Towards Scalable and Effective Testing of Software

ABSTRACT

The complexity of our software ecosystem is growing rapidly. Several studies demonstrate that rapid software development introduces new bugs at a rate proportional to the amount of new code. Since software is deeply embedded in our daily lives, it is crucial to uncover these bugs before adversaries can exploit them to mount attacks. Software testing is one of the most effective ways to find these bugs promptly. However, existing approaches struggle with uncovering complex bugs.
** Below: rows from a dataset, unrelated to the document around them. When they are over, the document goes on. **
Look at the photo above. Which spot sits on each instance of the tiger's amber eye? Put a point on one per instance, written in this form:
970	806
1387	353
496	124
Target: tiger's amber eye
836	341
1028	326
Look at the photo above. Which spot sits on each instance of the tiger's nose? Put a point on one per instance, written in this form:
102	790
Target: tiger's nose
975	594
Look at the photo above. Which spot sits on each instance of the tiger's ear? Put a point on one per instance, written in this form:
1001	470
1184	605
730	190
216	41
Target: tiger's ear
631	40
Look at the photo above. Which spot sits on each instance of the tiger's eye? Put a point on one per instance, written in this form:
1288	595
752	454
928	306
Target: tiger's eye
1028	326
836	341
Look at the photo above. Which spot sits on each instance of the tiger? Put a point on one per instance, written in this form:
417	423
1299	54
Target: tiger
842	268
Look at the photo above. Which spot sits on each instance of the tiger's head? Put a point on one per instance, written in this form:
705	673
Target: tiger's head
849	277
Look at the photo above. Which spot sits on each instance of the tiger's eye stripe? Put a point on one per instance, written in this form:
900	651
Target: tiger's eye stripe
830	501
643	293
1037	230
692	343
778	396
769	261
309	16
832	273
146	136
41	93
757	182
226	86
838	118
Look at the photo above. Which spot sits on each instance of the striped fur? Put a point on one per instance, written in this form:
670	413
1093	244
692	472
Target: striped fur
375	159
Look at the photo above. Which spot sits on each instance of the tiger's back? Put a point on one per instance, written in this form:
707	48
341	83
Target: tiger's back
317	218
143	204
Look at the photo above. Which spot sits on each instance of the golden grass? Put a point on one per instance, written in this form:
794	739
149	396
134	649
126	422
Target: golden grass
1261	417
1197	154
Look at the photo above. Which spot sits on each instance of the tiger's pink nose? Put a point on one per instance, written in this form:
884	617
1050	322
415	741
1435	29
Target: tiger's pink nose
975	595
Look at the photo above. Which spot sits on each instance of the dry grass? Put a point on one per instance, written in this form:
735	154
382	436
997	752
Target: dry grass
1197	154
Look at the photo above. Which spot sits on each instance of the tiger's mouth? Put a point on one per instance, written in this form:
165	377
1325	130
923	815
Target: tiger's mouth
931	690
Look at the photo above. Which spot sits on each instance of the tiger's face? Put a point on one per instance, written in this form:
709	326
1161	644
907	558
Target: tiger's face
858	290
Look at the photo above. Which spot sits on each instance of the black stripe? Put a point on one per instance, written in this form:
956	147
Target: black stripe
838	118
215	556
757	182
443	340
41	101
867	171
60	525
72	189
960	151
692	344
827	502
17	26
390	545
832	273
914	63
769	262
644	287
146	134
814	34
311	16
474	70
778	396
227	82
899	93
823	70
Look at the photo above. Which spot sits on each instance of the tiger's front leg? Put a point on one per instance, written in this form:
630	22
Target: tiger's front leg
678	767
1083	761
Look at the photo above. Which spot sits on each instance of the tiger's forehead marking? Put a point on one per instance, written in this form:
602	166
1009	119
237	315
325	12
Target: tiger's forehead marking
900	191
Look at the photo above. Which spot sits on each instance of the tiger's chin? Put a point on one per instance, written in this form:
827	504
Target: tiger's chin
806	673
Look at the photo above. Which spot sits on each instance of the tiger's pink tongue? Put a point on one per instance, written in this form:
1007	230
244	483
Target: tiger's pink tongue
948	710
In this talk, I will present my research on enhancing the core components of dynamic testing to uncover complex bugs across diverse application domains. Specifically, I will detail my efforts to optimize input generation using domain-specific knowledge of the target, refine program representations to test hard-to-reach code, and build specifications to detect bugs that were previously difficult to find automatically. Finally, I will sketch out how I see our software ecosystem evolving over the coming years and discuss how we should adapt our testing strategies in response to these changes.

BIOGRAPHY

Prashast Srivastava is a postdoctoral researcher at Columbia University, working with Suman Jana. He earned his PhD from Purdue University, advised by Mathias Payer and Antonio Bianchi. His primary research area is software testing, with a focus on optimizing dynamic testing techniques to uncover complex bugs. His work has been published in top security and software engineering conferences, including CCS and FSE, and integrated into state-of-the-art dynamic testing frameworks such as AFL++ and LibAFL.